CBD and Obesity

Peer-reviewed studies into the potential effects of Cannabidiol and Obesity

On this page, CBD and Obesity, you will find research pertaining to the use of Cannabidiol and Cannabinoids and its possible effects on Obesity. The information below is not meant to influence your opinion, but rather give you access to a wealth of scientific literature in an attempt to make and educated and informed choice. Click Here to see all of the conditions that have been researched alongside CBD and Obesity.

Cannabidiol promotes browning in 3T3-L1 adipocytes.

From the abstract:

Recruitment of the brown-like phenotype in white adipocytes (browning) and activation of existing brown adipocytes are currently being investigated as a means to combat obesity… current data suggest that CBD plays dual modulatory roles in the form of inducing the brown-like phenotype as well as promoting lipid metabolism. Thus, CBD may be explored as a potentially promising therapeutic agent for the prevention of obesity. 

Cannabinol and cannabidiol exert opposing effects on rat feeding patterns.

From the abstract:

…possible non-∆(9)-tetrahydrocannabinol phytocannabinoid-induced feeding effects have yet to be fully investigated. Therefore, we have assessed the effects of the individual phytocannabinoids, cannabigerol, cannabidiol and cannabinol, upon feeding behaviors… cannabidiol reduced food intake in line with some existing reports, supporting the need for further mechanistic and behavioral work examining possible anti-obesity effects of cannabidiol.

Cannabis and Δ(9)-tetrahydrocannabinol (THC) for weight loss?

From the abstract:

We recently discovered that the prevalence of obesity is paradoxically much lower in cannabis users as compared to non-users and that this difference is not accounted for by tobacco smoking status and is still present after adjusting for variables such as sex and age. Here, we propose that this effect is directly related to exposure to the Δ(9)-tetrahydrocannabinol (THC) present in cannabis smoke. We therefore propose the seemingly paradoxical hypothesis that THC or a THC/cannabidiol combination drug may produce weight loss and may be a useful therapeutic for the treatment of obesity and its complications.

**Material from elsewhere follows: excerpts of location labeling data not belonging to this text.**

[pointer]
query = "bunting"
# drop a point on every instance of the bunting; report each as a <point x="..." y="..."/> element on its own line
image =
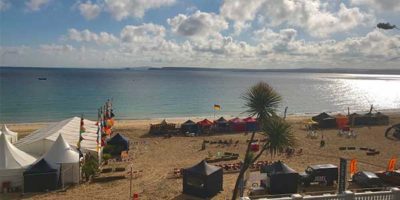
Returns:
<point x="106" y="122"/>
<point x="353" y="167"/>
<point x="392" y="164"/>
<point x="81" y="131"/>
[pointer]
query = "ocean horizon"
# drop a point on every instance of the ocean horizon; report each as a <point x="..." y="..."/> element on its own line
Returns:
<point x="144" y="94"/>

The endocannabidnoid system in obesity and type 2 diabetes.

From the abstract:

This phenomenon might form the basis of the mechanism of action of CB1 antagonists/inverse agonists, recently developed by several pharmaceutical companies as adjuvants to lifestyle modification for weight reduction, glycaemic control and dyslipidaemia in obese and type 2 diabetes patients. It also helps to explain why some of the beneficial actions of these new therapeutics appear to be partly independent from weight loss.

Role of the endocannabinoid system in abdominal obesity and the implications for cardiovascular risk.

From the abstract:

Recent evidence from animal and human studies has shown a role for the endocannabinoid system in maintaining energy balance and glucose and lipoprotein metabolism, with overactivity linked to aberrant glycemic and lipoprotein control, and a link to adiposity. Modulation of this system through endocannabinoid-receptor blockade has resulted in an improvement in a number of important risk factors in clinical trials, including visceral and subcutaneous abdominal adipose tissue, glucose tolerance, dyslipidemia and measures of inflammation.

Memory-rescuing effects of cannabidiol in an animal model of cognitive impairment relevant to neurodegenerative disorders.

From the abstract:

Although normally well controlled by hormones and neuropeptides, both central and peripheral aspects of endocannabinoid regulation of energy balance can become dysregulated and contribute to obesity, dyslipidemia, and type 2 diabetes, thus raising the possibility that CB(1) antagonists might be used for the treatment of these metabolic disorders. On the other hand, evidence is emerging that some nonpsychotropic plant cannabinoids, such as cannabidiol, can be employed to retard β-cell damage in type 1 diabetes.